Dubai: The widow of murdered Saudi journalist Jamal Khashoggi was granted political asylum late last month in the United States, according to the New York Times.
Khashoggi, who was a vocal critic of the Saudi regime, was killed on October 2, 2018, in Turkey, where he had gone to obtain paperwork certifying his divorce from his former wife Alaa Nassif in order to be able to marry his Turkish fiancee Hatice Cengiz.
His killing had brought international outrage and battered the reputation of Saudi Arabia’s Crown Prince Salman.
According to a US-declassified report, Saudi Arabia’s Crown Prince approved an operation in Istanbul to capture or kill Khashoggi.
“I feel great and that I’ve taken the right decision to come to this country,” his widow, Hanan Elatr Khashoggi, said in an interview, according to New York Times. “I can feel more safe now that I’m not afraid to be handed over to any dictator in the Middle East.”
Hanan Elatr Khashoggi, who was born in Egypt and married the late Saudi journalist in 2018, fled from the United Arab Emirates to the United States in July 2020.
One of the few recent reminders of the aftermath of the killing–which caused international outcry and strained ties between the United States and Saudi Arabia but never resulted in a lasting rupture–is her successful refugee claim.

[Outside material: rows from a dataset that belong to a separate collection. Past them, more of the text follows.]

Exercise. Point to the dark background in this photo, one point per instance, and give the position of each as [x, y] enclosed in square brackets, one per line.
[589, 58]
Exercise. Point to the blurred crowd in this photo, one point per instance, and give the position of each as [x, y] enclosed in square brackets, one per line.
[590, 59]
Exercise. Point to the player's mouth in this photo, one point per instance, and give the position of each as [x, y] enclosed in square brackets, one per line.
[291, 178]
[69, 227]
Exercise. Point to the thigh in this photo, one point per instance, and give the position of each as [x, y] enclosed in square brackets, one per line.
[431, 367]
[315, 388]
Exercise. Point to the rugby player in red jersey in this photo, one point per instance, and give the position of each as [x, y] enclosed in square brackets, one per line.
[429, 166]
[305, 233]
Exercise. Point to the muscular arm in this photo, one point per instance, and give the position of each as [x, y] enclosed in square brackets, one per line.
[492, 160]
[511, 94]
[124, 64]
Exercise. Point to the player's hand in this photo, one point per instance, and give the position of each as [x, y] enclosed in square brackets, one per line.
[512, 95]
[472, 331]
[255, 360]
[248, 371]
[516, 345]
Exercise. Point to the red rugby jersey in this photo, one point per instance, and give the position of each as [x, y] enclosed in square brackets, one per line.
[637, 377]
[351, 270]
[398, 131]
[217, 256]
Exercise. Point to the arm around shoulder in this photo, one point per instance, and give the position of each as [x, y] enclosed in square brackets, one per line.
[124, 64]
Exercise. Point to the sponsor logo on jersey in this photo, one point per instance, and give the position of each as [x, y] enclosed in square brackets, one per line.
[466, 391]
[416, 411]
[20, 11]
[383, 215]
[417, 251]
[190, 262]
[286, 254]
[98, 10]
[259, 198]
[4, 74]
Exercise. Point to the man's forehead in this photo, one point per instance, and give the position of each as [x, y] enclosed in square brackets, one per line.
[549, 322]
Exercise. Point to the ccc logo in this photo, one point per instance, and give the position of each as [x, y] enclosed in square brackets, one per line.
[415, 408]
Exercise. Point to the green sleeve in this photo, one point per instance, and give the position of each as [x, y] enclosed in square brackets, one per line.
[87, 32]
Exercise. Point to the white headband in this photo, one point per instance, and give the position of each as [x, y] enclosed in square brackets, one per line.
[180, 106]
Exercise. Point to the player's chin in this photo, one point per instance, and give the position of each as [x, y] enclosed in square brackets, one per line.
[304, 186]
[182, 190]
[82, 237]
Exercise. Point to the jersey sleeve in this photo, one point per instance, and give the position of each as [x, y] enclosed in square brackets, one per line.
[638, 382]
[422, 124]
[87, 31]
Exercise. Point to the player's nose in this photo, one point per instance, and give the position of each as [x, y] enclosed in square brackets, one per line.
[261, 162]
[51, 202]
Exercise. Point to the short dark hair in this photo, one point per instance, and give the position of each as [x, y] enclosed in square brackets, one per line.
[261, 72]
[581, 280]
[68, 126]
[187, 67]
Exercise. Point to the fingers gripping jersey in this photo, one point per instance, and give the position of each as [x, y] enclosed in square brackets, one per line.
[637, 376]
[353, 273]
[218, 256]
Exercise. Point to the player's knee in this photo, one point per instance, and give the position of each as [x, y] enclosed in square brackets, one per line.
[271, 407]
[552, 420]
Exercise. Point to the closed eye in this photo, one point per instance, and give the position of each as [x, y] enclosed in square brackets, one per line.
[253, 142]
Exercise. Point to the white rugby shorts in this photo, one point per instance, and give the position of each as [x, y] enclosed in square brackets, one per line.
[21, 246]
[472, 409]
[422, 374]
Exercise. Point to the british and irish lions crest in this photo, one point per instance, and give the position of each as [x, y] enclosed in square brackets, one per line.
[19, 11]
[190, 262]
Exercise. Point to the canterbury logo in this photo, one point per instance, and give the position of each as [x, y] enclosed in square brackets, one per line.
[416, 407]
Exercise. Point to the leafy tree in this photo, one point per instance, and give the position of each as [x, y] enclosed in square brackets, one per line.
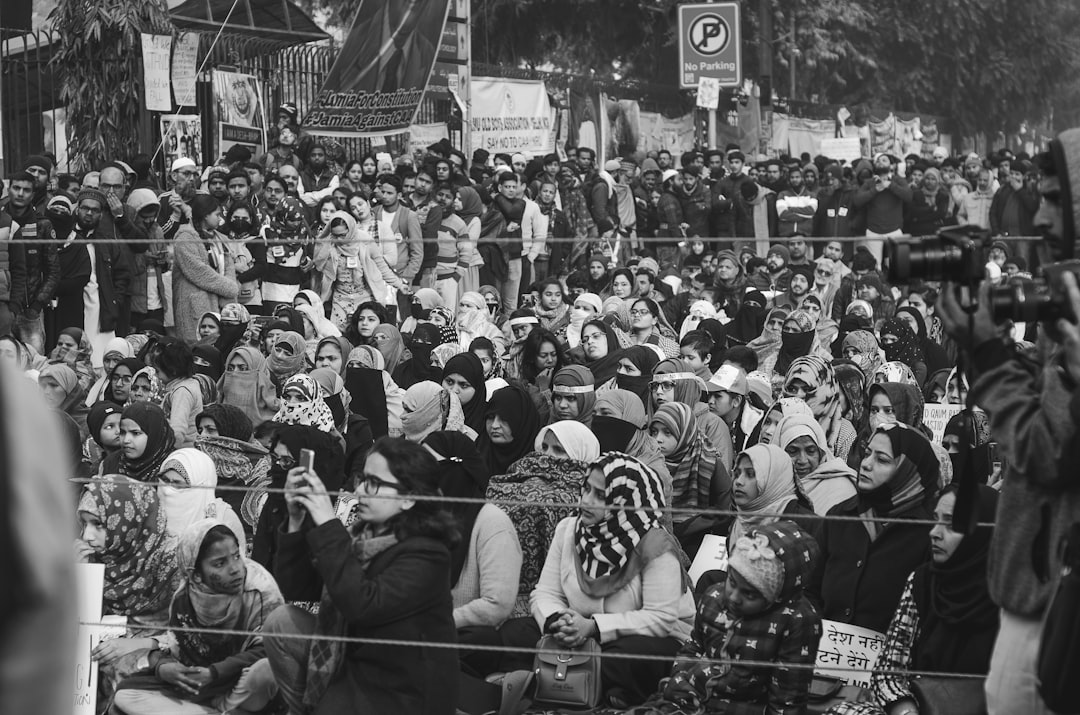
[98, 61]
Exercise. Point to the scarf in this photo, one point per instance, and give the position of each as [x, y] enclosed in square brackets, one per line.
[515, 407]
[775, 489]
[310, 410]
[691, 462]
[140, 571]
[612, 552]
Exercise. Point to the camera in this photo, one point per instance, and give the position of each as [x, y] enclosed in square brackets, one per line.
[1027, 301]
[956, 255]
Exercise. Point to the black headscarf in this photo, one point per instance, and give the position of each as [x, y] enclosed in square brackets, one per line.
[469, 366]
[514, 405]
[462, 473]
[958, 622]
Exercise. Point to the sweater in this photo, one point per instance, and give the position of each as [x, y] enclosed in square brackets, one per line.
[653, 604]
[487, 585]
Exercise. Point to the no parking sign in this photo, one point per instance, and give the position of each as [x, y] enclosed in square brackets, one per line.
[710, 44]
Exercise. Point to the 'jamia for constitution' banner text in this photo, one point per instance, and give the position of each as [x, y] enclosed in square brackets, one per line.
[378, 79]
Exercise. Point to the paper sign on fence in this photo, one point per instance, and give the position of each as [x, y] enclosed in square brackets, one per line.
[844, 647]
[712, 556]
[936, 418]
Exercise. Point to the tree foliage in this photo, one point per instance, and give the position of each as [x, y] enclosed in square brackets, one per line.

Though relations between the US and the Kingdom have begun to improve, individuals close to Khashoggi have persisted in calling for consequences on those they believe were involved, the New York Times reported.
The refuge was granted to the widow of Washington Post columnist Jamal Khashoggi, who was killed by Saudi operatives at the kingdom’s embassy in Istanbul in 2018, more than three years after she fled to the United States.
In July, 2022, US President Joe Biden, who was there in Saudi Arabia at that time, raised the 2018 murder of Jamal Khashoggi during his meeting with Saudi Crown Prince Mohammed bin Salman and said that he believed the Saudi leader was responsible for the US-based journalist’s death.
“I raised it at the top of the meeting, making it clear what I thought of it at the time and what I think of it now,” Biden said in a speech after hours of meetings with the Saudi Crown Prince in Jeddah.
“I said, very straightforwardly, that for an American president to be silent on the issue of human rights is inconsistent with who we are and who I am,” Biden continued, The Hill reported.
A US judge then, in December, dismissed the lawsuit against Saudi Arabia’s crown prince Mohammed bin Salman over the killing of journalist Jamal Khashoggi.
This statement came after US President Joe Biden’s administration recommended that the crown prince be granted immunity in the case, CNN reported.It is pertinent to mention that Washington Post journalist Jamal Khashoggi was a dissident Saudi journalist who was killed at Saudi Arabia’s consulate in Istanbul in 2018.
The case was brought against Arabia’s crown prince by Khashoggi’s fiancee, according to CNN.
During the court filing, the State Department expressed misgivings about Khashoggi’s murder in its determination last month that Crown Prince Mohammed was legally immune.
“In making this immunity determination, the Department of State takes no view on the merits of the present suit and reiterates its unequivocal condemnation of the heinous murder of Jamal Khashoggi,” the department said.
Judge John Bates said in an opinion that despite his “uneasiness,” the US government told the DC District Court that Prince Mohammed bin Salman is immune since he also holds the title of prime minister and so he is “entitled to head of state immunity,” according to the CNN.